Major Company Asks About Sexual Preferences of Employees      The San Francisco Chronicle reported on January 15 that the Bank of America has asked its 175,000 employees to fill out an online survey about job satisfaction, including a question asking respondents to indicate which of the follow choices best describes them:  heterosexual, bisexual, homosexual, or transgendered.  No notice of how this sensitive personal information would be used or safeguarded was provided by the company.

Growing Acceptance of Multi-layered Privacy Notices 
Multi-layered privacy notices, consisting of condensed, easy to understand highlights linked to longer and more complete explanations, received a boost through endorsement by the European data protection commissioners on the Article 29 Working Party.  A number of U.S. companies, such as Procter & Gamble, already use multi-layered notices.

New Employee Benefit:  ID Theft Insurance 
A growing number of employers are providing their employees with ID theft insurance, as a means of limiting the significant time lost in cleaning up the problems created by ID theft.  According to The Wall Street Journal on January 18, 2005, AIG and St. Paul's Travelers are two of the providers of the benefit, which typically includes assignment to a case manager/advisor and payment of legal fees that may be incurred.  Critics, such as Dr. Judith Collins, a professor at Michigan State University, suggest that companies should pay more attention to preventing ID theft, through better information security practices, than to cleaning up after the fact.

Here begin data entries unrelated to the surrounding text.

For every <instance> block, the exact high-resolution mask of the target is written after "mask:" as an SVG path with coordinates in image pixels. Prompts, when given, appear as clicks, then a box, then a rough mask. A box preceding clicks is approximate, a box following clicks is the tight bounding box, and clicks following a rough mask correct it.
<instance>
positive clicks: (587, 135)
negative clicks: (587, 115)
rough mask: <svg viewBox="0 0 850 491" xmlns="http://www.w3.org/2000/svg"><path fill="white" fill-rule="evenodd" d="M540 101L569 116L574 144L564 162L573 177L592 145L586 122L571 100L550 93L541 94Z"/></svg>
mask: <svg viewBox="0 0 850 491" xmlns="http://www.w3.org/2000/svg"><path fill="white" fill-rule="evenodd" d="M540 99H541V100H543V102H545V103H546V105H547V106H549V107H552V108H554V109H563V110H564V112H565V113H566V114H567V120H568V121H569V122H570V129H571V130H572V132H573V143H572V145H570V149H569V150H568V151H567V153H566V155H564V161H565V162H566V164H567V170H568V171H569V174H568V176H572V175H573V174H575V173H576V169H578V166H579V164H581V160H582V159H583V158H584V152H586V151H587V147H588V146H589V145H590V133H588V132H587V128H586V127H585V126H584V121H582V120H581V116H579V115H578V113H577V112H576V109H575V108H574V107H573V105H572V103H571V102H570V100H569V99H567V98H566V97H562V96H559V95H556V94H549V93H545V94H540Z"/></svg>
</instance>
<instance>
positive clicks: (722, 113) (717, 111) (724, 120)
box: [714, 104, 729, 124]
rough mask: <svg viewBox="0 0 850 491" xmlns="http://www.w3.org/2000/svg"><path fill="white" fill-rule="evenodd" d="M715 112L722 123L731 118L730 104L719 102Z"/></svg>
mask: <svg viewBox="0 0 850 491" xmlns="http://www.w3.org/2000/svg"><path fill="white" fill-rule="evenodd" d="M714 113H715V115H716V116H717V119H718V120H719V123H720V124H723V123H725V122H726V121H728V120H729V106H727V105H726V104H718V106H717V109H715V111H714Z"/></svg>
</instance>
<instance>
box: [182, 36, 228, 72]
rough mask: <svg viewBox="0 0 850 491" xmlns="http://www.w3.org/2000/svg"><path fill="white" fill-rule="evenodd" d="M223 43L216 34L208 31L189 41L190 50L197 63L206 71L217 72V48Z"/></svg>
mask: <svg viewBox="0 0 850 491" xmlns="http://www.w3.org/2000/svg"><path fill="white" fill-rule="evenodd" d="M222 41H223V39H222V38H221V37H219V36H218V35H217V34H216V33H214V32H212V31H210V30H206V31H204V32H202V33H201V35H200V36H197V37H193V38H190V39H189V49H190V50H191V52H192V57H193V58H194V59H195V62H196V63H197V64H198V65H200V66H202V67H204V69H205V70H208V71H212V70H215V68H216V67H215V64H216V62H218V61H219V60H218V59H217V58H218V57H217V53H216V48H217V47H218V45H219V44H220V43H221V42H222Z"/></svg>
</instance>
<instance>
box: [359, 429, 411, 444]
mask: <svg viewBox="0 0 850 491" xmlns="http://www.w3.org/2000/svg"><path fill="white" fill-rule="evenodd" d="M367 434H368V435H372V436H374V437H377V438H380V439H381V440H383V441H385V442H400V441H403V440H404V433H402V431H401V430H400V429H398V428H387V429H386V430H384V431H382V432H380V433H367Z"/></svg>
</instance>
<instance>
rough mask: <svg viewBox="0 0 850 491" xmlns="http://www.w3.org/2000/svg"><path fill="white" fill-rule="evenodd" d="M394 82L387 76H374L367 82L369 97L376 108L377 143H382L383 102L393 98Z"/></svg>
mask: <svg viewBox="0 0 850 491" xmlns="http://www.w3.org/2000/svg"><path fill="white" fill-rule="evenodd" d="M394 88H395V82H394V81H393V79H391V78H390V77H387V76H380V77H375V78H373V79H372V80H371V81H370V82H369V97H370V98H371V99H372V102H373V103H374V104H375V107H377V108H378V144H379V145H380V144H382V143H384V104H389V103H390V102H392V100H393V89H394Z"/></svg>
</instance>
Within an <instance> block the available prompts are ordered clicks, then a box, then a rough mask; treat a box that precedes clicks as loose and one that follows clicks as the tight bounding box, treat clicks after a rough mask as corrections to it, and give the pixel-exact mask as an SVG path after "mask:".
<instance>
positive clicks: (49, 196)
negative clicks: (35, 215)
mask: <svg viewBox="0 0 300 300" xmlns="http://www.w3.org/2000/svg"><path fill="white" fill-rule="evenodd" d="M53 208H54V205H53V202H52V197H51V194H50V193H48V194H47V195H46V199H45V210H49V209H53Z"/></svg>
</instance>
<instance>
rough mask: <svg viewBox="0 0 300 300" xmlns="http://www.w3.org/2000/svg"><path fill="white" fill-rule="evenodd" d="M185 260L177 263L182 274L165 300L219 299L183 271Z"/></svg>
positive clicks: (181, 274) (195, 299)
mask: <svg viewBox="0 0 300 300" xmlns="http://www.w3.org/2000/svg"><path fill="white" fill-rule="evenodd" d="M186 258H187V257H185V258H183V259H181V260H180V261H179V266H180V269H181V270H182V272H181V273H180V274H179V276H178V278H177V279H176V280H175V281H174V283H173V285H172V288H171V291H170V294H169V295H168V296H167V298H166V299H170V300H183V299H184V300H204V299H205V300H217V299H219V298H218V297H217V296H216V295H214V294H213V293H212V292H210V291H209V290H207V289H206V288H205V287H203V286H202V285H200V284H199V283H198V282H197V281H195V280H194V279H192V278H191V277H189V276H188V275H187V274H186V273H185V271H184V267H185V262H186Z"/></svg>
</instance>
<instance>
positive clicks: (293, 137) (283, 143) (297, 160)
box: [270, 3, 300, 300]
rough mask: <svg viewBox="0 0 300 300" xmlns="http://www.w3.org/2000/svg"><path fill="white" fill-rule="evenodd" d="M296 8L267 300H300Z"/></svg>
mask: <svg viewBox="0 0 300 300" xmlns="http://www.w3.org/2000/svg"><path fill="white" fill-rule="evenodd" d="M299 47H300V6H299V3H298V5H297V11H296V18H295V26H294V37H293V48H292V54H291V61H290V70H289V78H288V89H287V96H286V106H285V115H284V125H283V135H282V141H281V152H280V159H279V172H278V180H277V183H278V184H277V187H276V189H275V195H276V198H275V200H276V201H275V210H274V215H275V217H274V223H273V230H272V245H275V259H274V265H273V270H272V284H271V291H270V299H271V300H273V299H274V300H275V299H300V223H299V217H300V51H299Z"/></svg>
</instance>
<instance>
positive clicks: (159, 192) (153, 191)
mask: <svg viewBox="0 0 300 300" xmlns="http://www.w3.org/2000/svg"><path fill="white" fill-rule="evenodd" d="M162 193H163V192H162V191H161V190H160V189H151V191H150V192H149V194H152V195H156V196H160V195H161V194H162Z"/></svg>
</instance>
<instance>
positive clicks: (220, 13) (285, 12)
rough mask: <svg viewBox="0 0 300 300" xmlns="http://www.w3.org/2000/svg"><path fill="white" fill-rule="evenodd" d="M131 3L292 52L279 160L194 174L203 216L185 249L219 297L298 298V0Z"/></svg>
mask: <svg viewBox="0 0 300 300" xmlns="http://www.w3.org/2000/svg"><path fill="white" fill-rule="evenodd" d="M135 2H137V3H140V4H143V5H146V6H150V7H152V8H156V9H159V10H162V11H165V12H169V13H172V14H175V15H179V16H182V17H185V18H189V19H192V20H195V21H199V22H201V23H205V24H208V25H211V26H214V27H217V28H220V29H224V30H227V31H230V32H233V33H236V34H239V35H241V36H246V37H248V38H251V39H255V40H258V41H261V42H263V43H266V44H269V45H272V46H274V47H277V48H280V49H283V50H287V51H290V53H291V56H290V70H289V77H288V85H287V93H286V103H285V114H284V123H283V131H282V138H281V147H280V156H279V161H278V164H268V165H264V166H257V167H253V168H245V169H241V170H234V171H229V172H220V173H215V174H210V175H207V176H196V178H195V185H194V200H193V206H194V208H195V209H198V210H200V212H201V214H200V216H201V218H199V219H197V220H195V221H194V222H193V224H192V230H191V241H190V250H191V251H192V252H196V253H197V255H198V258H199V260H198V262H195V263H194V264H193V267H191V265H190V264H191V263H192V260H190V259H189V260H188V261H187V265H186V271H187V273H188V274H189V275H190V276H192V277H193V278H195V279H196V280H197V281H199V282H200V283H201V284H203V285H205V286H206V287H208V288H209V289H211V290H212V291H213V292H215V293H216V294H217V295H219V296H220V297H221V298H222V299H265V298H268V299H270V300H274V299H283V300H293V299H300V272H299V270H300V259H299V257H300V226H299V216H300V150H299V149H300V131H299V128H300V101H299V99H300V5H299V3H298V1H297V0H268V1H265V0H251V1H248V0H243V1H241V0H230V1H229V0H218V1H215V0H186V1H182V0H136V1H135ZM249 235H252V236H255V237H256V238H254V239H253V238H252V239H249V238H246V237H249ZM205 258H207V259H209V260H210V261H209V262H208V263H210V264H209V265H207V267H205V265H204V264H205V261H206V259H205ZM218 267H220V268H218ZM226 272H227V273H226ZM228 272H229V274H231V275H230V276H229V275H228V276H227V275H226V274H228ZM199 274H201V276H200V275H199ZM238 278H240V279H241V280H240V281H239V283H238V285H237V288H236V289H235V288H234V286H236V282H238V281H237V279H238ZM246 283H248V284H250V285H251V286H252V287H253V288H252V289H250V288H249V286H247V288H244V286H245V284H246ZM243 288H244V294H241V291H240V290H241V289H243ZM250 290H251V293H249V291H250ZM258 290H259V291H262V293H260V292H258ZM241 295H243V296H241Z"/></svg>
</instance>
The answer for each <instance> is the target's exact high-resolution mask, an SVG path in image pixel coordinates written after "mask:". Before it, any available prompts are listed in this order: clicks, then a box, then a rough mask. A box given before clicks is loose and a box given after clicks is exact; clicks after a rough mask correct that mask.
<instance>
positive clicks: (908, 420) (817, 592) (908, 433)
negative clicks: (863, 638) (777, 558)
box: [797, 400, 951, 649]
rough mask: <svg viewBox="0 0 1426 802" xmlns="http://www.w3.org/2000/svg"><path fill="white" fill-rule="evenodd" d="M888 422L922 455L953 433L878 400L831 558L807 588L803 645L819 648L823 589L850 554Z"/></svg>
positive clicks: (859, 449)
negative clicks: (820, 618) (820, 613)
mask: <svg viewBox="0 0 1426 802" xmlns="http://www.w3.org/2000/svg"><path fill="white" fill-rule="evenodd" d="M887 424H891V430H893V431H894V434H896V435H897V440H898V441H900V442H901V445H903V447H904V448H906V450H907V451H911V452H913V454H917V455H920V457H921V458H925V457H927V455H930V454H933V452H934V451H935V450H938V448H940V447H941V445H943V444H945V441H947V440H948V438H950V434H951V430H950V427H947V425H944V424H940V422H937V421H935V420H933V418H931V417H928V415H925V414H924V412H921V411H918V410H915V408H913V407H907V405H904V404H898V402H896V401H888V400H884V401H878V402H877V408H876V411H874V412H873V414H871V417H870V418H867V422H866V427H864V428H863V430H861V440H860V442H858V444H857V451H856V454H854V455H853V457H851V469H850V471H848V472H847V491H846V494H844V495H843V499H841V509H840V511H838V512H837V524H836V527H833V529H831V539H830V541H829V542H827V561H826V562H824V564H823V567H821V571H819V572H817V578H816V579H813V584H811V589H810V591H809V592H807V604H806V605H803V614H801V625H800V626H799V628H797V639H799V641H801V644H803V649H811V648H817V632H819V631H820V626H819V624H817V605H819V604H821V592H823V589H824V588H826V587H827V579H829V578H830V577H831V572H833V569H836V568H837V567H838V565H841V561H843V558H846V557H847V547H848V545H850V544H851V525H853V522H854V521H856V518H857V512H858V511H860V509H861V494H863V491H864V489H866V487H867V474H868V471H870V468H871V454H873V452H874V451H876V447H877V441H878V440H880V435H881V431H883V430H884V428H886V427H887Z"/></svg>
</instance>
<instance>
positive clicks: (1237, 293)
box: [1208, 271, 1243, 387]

EC Approves Alternative Model Contract 
On January 7, 2005 the European Commission announced approval of alternative standard contractual clauses for data transfers proposed by the ICC and other international business associations as offering an "adequate level of data protection" under the EU's strict data protection laws.  Companies can use the clauses to provide a legal basis for transfers to data controllers outside of Europe as of April 1, 2005.